I’d want to know if the policy made things better, worse, or unchanged for the most vulnerable in society. That’s just off the top of my (non-expert) head. What have I got wrong? What have I missed?
There’s all that, but there’s also just the fundamental ground-level fact that truth matters. There are some categories a human can identify into or out of, and there are others where that makes no sense. We need things to make sense. People can play and dream and imagine and fantasize that they are birds or planets or trees or the other sex all day long, but they can’t impose their fantasies on the rest of us. That may seem boring and confining but is it really? It seems to me that privacy is good for fantasy – more free, less beholden to anyone else. Anyway whether it is or not, we all have the right to remain non-complicit in anyone else’s fantasy.
Therein lies the crux of the issue for me.
Why is it the fantasy of transgenderism, alone, that seems to get the social pass not only without official question, but also with actual penalties towards those people (mostly women) who dare to question it?
As an example, I have often asked why the notions of Otherkin aren’t similarly respected, lauded, and enshrined in law. Why aren’t people who claim to be dragons born in human bodies recognized as such in legal documents and procedures; why aren’t people who think that they are cats provided litter boxes in public restrooms, as they deserve?

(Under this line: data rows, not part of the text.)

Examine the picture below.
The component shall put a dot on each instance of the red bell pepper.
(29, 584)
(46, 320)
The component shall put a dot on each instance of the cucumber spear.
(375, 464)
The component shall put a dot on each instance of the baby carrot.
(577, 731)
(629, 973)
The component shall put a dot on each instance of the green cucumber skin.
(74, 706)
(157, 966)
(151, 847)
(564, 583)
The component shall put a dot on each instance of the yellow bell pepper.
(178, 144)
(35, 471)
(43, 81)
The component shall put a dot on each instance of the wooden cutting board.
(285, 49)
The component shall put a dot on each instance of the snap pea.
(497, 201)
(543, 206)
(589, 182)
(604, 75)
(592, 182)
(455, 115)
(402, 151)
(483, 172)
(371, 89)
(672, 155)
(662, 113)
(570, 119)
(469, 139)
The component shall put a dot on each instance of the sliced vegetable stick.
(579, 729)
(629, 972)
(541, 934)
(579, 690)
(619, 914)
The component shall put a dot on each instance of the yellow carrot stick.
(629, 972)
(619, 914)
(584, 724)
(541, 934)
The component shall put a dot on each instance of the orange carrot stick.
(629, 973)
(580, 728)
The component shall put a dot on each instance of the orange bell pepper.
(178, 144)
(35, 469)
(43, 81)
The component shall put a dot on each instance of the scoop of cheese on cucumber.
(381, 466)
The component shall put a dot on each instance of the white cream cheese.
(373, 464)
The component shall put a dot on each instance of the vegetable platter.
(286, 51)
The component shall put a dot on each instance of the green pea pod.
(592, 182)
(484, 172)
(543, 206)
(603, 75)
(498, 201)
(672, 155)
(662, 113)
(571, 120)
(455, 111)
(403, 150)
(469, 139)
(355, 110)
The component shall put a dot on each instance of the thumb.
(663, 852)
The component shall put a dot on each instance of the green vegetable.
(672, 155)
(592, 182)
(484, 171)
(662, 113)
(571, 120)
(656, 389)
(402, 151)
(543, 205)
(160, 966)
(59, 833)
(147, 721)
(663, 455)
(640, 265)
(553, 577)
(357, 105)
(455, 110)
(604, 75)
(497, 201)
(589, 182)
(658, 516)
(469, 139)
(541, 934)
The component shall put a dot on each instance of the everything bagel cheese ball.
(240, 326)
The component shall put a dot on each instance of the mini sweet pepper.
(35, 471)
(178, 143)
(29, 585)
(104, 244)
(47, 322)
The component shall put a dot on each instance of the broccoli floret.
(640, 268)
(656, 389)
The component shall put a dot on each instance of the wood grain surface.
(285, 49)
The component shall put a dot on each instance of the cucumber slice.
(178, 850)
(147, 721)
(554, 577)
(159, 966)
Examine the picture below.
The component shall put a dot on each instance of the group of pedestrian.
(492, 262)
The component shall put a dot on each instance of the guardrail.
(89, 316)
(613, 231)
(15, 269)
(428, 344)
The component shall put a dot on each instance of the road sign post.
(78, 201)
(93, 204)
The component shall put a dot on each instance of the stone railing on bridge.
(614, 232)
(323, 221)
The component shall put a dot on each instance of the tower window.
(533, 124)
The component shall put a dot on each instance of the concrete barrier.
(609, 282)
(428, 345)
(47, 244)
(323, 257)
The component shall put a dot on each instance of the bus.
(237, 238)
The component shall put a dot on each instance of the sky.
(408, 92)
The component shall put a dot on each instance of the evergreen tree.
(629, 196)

The truth argument is obviously important, but less relevant, I think, to whether self-ID has truly been implemented in other countries ‘without problems’. It matters whether or not that’s true just because it does but we still need to be able to convince ourselves of whichever it is, even if we’re unlikely to convince anyone else.
What I like about this post is that it’s skepticism 101. There’s an awful lack of it around. I find myself having to teach people over and over again what evidence is, only to have my definition rejected as too inconvenient. To them, ‘evidence’ is something written down which superficially seems to broadly support some part of their argument. This becomes ‘evidence’ for the whole of their argument now, in the past and however it may change in the future.
And then here it is in a nutshell: what is our hypothesis? How do we test it? It’s like a breath of fresh air.
I imagine this approach will be rejected just as quickly for the same reason, but it’s good to have in mind when people dole out these mindless ‘truths’. And it helps us identify where studies and results and so on fit into arguments and where data is missing and needs to be collected.
For the record, I don’t quite agree with everything in the thread, or rather, I wouldn’t have put them quite that way. But it would be nice to have an adult conversation for once, arguing out the details.
Tracking data related to sex is vital. It would be really nice then if police stopped recording crimes by trans women as crimes by women; failing this, they contribute to muddied data.